---
title: "Figure 1. Root microbiota of indica and japonica. "
author: "Yong-Xin Liu"
date: "2019/2/20"
output: html_document
---
```{r setup, include=FALSE}
knitr::opts_chunk$set(echo = TRUE)
# Clean workspace
rm(list=ls())
# Load setting and functions
source("../script/stat_plot_functions.R")
# Set output directory
output_dir="./"
```
## a.

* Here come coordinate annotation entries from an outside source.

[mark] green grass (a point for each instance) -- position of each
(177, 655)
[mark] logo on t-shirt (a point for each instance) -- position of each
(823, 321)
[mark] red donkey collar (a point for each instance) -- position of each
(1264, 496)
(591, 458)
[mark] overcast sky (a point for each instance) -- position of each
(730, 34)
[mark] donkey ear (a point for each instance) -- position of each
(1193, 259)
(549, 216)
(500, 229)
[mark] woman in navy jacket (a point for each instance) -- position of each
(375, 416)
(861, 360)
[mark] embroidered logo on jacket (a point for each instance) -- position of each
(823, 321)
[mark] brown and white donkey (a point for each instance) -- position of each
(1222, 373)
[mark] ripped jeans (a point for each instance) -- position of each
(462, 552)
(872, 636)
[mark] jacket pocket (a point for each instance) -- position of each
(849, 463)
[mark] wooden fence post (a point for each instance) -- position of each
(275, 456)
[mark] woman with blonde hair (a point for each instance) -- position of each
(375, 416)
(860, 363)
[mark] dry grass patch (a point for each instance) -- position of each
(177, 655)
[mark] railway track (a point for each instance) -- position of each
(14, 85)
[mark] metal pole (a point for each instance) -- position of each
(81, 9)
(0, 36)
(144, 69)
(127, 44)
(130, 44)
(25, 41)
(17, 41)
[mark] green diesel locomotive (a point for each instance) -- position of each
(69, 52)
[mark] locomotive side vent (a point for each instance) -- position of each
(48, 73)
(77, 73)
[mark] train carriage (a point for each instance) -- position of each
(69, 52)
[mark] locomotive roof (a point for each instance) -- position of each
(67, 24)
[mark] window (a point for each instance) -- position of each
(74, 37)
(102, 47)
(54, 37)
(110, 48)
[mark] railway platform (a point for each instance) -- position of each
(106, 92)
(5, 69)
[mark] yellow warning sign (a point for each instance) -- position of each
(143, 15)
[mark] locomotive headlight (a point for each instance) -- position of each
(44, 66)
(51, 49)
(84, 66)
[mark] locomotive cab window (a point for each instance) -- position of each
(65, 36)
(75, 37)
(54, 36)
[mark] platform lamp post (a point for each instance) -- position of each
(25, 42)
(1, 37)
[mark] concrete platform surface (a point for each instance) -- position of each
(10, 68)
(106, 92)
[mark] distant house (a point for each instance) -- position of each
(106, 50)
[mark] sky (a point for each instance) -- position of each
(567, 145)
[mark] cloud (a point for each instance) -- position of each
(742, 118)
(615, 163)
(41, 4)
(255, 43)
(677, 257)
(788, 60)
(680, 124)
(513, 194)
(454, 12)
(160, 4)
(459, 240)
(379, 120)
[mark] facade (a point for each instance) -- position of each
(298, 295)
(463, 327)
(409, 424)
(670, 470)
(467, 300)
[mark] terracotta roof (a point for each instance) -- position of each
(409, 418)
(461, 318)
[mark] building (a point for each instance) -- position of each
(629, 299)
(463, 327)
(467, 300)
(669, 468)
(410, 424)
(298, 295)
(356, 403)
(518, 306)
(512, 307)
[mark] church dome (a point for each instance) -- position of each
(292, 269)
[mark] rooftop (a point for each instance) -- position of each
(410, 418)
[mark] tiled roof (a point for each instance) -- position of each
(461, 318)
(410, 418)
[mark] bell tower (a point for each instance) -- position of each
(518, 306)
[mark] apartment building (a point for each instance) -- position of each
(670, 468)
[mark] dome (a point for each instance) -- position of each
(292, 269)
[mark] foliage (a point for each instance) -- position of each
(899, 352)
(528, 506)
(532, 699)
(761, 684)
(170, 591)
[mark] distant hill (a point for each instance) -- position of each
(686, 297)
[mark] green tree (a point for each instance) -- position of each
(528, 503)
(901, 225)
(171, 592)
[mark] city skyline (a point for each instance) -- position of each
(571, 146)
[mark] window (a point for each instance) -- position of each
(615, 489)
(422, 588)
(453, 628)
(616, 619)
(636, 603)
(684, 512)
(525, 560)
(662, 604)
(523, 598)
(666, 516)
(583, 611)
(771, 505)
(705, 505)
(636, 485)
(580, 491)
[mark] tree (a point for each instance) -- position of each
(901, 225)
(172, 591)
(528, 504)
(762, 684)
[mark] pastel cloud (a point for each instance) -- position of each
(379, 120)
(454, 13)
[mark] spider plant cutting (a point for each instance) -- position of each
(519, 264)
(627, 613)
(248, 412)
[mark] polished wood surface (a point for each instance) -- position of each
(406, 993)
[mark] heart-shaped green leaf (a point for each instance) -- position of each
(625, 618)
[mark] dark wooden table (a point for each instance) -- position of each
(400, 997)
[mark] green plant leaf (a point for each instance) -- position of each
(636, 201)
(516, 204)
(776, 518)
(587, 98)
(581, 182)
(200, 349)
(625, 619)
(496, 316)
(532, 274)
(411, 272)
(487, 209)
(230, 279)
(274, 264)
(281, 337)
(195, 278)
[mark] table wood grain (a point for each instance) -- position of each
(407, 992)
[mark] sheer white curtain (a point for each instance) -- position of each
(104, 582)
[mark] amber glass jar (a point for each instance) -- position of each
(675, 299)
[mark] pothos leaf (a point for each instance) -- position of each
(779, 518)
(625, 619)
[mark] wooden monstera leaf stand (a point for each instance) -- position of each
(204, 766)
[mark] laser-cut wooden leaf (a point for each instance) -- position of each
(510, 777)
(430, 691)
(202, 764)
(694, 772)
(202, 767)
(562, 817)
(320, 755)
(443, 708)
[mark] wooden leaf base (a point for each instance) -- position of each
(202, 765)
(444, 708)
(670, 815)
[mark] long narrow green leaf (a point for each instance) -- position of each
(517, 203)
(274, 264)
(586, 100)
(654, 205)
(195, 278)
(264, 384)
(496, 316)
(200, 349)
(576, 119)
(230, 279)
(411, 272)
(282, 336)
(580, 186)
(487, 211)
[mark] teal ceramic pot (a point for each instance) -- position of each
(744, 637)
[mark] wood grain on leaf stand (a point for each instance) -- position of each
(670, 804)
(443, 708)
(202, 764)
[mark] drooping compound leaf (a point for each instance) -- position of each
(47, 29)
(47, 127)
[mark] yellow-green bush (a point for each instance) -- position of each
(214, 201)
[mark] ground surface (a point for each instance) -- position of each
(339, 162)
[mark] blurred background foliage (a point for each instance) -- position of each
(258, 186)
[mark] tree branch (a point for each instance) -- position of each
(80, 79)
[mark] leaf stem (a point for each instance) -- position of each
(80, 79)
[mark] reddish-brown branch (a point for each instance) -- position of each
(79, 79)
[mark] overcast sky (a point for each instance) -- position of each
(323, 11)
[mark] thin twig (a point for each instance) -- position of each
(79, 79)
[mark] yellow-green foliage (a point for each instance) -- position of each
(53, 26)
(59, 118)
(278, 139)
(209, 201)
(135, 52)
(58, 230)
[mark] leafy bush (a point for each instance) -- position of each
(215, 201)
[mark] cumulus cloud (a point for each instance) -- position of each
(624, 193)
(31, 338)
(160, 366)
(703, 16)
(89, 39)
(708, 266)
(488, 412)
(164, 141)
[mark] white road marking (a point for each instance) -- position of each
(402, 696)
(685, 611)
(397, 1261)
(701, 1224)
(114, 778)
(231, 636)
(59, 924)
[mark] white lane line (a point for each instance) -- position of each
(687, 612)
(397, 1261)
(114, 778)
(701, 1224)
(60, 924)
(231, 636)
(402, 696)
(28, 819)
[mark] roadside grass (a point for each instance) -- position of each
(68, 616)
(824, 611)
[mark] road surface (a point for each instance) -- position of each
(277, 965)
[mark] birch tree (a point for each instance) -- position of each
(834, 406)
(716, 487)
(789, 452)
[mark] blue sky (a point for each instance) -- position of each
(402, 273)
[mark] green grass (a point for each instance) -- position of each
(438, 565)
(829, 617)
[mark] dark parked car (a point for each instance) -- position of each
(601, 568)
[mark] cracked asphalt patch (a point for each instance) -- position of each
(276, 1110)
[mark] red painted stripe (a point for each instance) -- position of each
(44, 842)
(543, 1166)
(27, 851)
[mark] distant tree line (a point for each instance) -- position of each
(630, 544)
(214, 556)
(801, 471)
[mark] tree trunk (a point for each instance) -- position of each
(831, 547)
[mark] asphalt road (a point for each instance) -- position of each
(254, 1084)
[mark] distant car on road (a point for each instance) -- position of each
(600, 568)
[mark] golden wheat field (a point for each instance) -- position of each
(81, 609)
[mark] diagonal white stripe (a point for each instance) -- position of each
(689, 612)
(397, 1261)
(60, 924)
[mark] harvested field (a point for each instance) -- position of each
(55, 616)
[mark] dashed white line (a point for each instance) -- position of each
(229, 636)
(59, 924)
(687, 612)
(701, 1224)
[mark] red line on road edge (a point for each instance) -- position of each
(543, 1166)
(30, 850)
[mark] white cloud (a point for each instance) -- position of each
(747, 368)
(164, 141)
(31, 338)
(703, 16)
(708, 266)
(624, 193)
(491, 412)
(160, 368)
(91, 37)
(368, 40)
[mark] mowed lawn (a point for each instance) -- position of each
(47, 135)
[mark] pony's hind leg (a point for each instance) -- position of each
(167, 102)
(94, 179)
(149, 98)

World map
(a) Diagram of original collection sites (44 countries) of indica (red) and japonica (blue) rice.
```{r geomap, echo=TRUE}
library(dplyr)
library(maptools)
library(ggplot2)
library(maps)
geotable = read.table("varieties_geo.txt", header = T, sep = "\t")
worldmap = map_data("world")
fig1 = ggplot(geotable, aes(Longitude, Latitude, color = Subspecies)) +
geom_polygon(data = worldmap, aes(x = long, y = lat, group = group, fill = NA), color = "grey70", size = 0.25)+
geom_point(size = 2.5, alpha = 0.5)+ scale_colour_brewer(palette = "Set1") +
scale_fill_brewer(palette = "Set1")+
coord_cartesian()+
scale_y_continuous(breaks = (-3:3)*30)+
scale_x_continuous(breaks = (-6:6)*30)+
labs(x="Longitude", y="Latitude", colour = "Subspecies" ) +
theme_tufte()
ggsave(paste0(output_dir, "minicore-worldmap.pdf", sep=""), fig1, width = 9, height = 5)
fig1
```
## b. Experiment design
(b) Diagram of the experimental design for rice field trials. The indica and japonica varieties were arranged randomly. Harvested samples for each variety were surrounded by protection plants that separated the different varieties.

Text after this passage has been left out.